BetterCJKSupportSpecification

Summary

This project aims at improving CJK support in Ubuntu.

Rationale

As of Breezy, since it has no default input method, normal CJK users can't write their native language on Ubuntu desktop environment. Additionally, the default configuration for various applications and the whole desktop is not so suitable for Asian users and users from certain countries. For example, default desktop font size is simply too small for CJK users, especially Chinese. To improve the experience for these users, some packages need to be patched, while others may need additional configuration.

Use cases

  • Chulsu installed Ubuntu onto his laptop and opened Firefox to see his favorite Korean web forum. Then, he found that first, "why this page looks diffrent than Firefox on Windows of my desktop", second, "how to input Korean to write my reply to the forum" and so on. He started to search Ubuntu Korean wiki and KLDP, and asked his questions. Spending several days, he just knew about how to install font packages, how to configure .fonts.conf under his home directory, how to install and use his Korean Input Method and so on. Now, he is thinking "why Linux is so difficult than Windows, but if all of these installed and configured when I installed Ubuntu that's the way to go."
  • Yeonhee loves to listen her favorite CDs when she is working on OpenOffice for her writing. For her one month trip to Jeju island, she wanted to convert them into MP3, but couldn't find a convert tool from Ubuntu installed on her new laptop. Anyway, she converted her favorite songs with MP3 music tag from her Windows, then opened Rhythmbox on Ubuntu laptop to listen them in case of testing. Now, she is looking at the song names aren't correctly shown up with Korean, "how I gonna go to my trip?"

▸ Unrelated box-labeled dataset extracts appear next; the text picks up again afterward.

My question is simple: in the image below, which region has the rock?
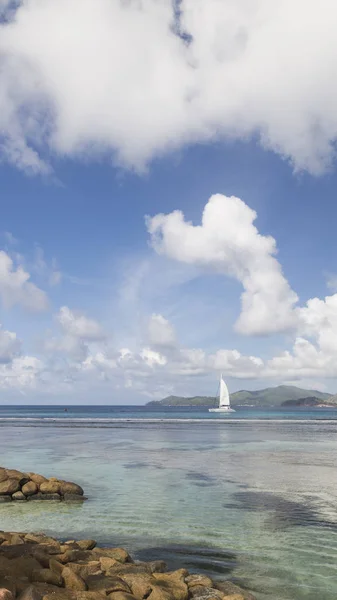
[76,592,106,600]
[10,533,25,546]
[0,588,14,600]
[146,560,167,573]
[99,556,120,573]
[6,469,29,485]
[40,479,61,494]
[93,548,132,563]
[213,581,256,600]
[189,584,224,600]
[119,573,156,600]
[108,592,135,600]
[60,481,84,496]
[12,491,26,502]
[0,479,20,495]
[56,550,92,564]
[32,569,63,587]
[62,567,87,592]
[148,585,174,600]
[185,575,213,588]
[0,575,16,598]
[18,585,42,600]
[86,575,131,594]
[62,560,102,580]
[49,558,64,575]
[28,473,47,485]
[153,569,188,600]
[10,556,41,580]
[77,540,96,550]
[0,467,8,481]
[40,493,61,502]
[63,494,88,502]
[21,481,39,496]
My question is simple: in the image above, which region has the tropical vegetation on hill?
[147,385,337,407]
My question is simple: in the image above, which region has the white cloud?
[0,326,21,364]
[147,194,298,334]
[0,250,48,311]
[148,314,176,347]
[56,306,106,342]
[0,0,337,173]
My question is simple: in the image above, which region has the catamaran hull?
[208,408,235,412]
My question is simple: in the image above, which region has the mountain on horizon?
[146,385,330,407]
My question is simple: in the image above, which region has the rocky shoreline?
[0,531,255,600]
[0,467,86,503]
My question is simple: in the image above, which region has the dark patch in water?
[136,544,238,576]
[224,491,337,531]
[186,471,216,487]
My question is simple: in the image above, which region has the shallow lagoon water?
[0,407,337,600]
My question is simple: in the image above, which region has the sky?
[0,0,337,404]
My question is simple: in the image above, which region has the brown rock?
[185,575,213,588]
[76,592,106,600]
[99,556,120,573]
[10,556,41,580]
[18,585,42,600]
[56,550,92,564]
[0,575,16,598]
[108,592,135,600]
[77,540,96,550]
[93,548,132,563]
[0,479,20,496]
[32,569,63,587]
[86,575,131,594]
[0,467,8,481]
[10,533,25,546]
[6,469,29,485]
[49,558,64,575]
[12,491,26,502]
[119,573,156,600]
[60,481,84,496]
[62,560,102,580]
[0,536,11,544]
[148,585,174,600]
[21,481,39,496]
[214,581,256,600]
[145,560,167,573]
[28,473,47,485]
[153,569,188,600]
[62,567,87,592]
[40,479,61,494]
[189,585,224,600]
[0,588,14,600]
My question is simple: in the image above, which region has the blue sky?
[0,0,337,404]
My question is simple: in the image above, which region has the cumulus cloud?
[0,326,21,364]
[0,0,337,173]
[56,306,106,342]
[148,314,176,347]
[0,250,48,311]
[147,194,298,334]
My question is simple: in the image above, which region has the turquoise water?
[0,407,337,600]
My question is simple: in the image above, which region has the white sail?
[219,376,230,408]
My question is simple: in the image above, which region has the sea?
[0,406,337,600]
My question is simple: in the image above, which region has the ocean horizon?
[0,405,337,600]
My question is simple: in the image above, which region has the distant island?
[146,385,337,408]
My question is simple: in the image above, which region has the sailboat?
[208,375,235,412]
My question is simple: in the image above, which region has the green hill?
[146,385,330,407]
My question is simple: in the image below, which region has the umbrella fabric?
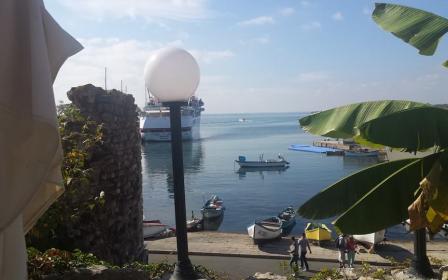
[0,0,82,279]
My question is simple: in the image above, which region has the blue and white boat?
[201,195,226,218]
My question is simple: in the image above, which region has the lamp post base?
[409,228,434,278]
[170,262,201,280]
[409,257,434,278]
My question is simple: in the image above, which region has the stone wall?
[67,84,145,264]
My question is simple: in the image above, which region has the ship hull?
[140,116,201,142]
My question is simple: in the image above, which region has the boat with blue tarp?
[288,144,341,154]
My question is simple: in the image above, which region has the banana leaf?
[372,3,448,55]
[298,158,418,219]
[359,106,448,152]
[334,153,440,234]
[299,100,428,139]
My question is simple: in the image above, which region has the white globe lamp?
[144,47,200,103]
[144,48,200,280]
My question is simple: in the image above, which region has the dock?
[145,231,448,266]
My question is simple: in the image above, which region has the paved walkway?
[149,254,339,280]
[146,232,448,265]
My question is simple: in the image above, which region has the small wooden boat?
[277,206,296,234]
[235,155,289,168]
[187,218,203,231]
[247,217,282,244]
[201,195,226,218]
[187,211,204,231]
[353,229,386,245]
[305,223,331,243]
[143,220,168,238]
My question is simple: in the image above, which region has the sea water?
[142,113,409,238]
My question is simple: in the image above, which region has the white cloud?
[238,16,275,26]
[279,7,296,17]
[331,12,344,20]
[240,35,271,46]
[58,0,210,21]
[54,38,235,105]
[191,50,235,64]
[300,21,322,31]
[254,35,271,45]
[297,72,329,83]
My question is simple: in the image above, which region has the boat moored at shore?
[140,96,204,142]
[201,195,226,218]
[277,206,296,235]
[247,217,282,244]
[235,154,289,168]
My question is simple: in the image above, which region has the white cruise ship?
[140,96,204,142]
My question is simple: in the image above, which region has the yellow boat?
[305,223,331,242]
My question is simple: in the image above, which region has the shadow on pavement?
[375,243,413,262]
[258,238,291,256]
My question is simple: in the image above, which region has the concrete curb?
[148,250,392,266]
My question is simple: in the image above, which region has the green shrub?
[27,247,227,280]
[26,104,107,250]
[310,267,341,280]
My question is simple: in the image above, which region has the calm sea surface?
[142,113,409,238]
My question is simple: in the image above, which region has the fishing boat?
[235,154,289,168]
[353,229,386,245]
[187,211,204,231]
[201,195,226,218]
[305,223,331,243]
[277,206,296,234]
[187,218,203,231]
[143,220,168,238]
[344,149,379,157]
[247,217,282,244]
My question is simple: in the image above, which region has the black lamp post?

  • Miyoung wanted to try Linux for her class, but she never used Linux before. Her classmate gave her Unbuntu CD so she was happy. But, on the way back to home, she felt some difficulties for installing the CD to her desktop which already had Windows installed, decided that "OK, I am going to search Ubuntu site for installing, what a great if I can find Korean guides are there, I should learn English..., does this CD support Korean?...".

Scope

  • Suggest that split this spec into several parts to concentrate and achieve one by one from most important one.
    • For SCIM as default Input Method for CJK users, suggest that use InputMethods/SCIM to gather development ideas about improvements and specifications

      • We need to workaround the SCIM ABI bug before we go ahead with this choice.

  • Default Input Method for CJK users, FontConfig and Enabling Embolden with patches are the topics we should focus first, in my opinion.

  • Keep this spec as main to see overall scope, progress and implementations, add sub-specifications here.
  • Please add your ideas to specify scope of Dapper implementation. If it is too late, we can still use this specification for Dapper+1.

For localization sprint

Design

  1. Install a default input method such as scim, and start it automatically when user start X. Besides, users should be allowed to have their own individual setting.
    • Useful links here for Korean Input Methods
    • Scim shall be the default input method, there are already many IM engines based on scim, and so far its language support is the best. Even Fedora and Mandriva are using it by default.
  2. Better environment variables tuning for CJK users in language-selector, installer etc.
  3. Tune fontconfig setting to achieve better CJK fonts display (e.g. more solid font outline, bold type, use bitmap for medium font size etc). Surely,to obtain this, we need some font package's support like ttf-arphic-uming/ukai.
    • Use ttf-arphic-uming/ukai by default, since these are the only package that contain Hong Kong characters for all sizes.
    • Install xfonts-wqy for simplified Chinese installation; ttf-newsung is not needed since it has already been included into uming/ukai.
    • Regarding this fontconfig topic, Korean Linux users are discussing about default font for Distro instead of ttf-baekmuk, currently most favorite font is ttf-unfonts then ttf-alee. KoreanTeam will provide up-to-date BeautifyKoreanFonts once decision will be made for a font package.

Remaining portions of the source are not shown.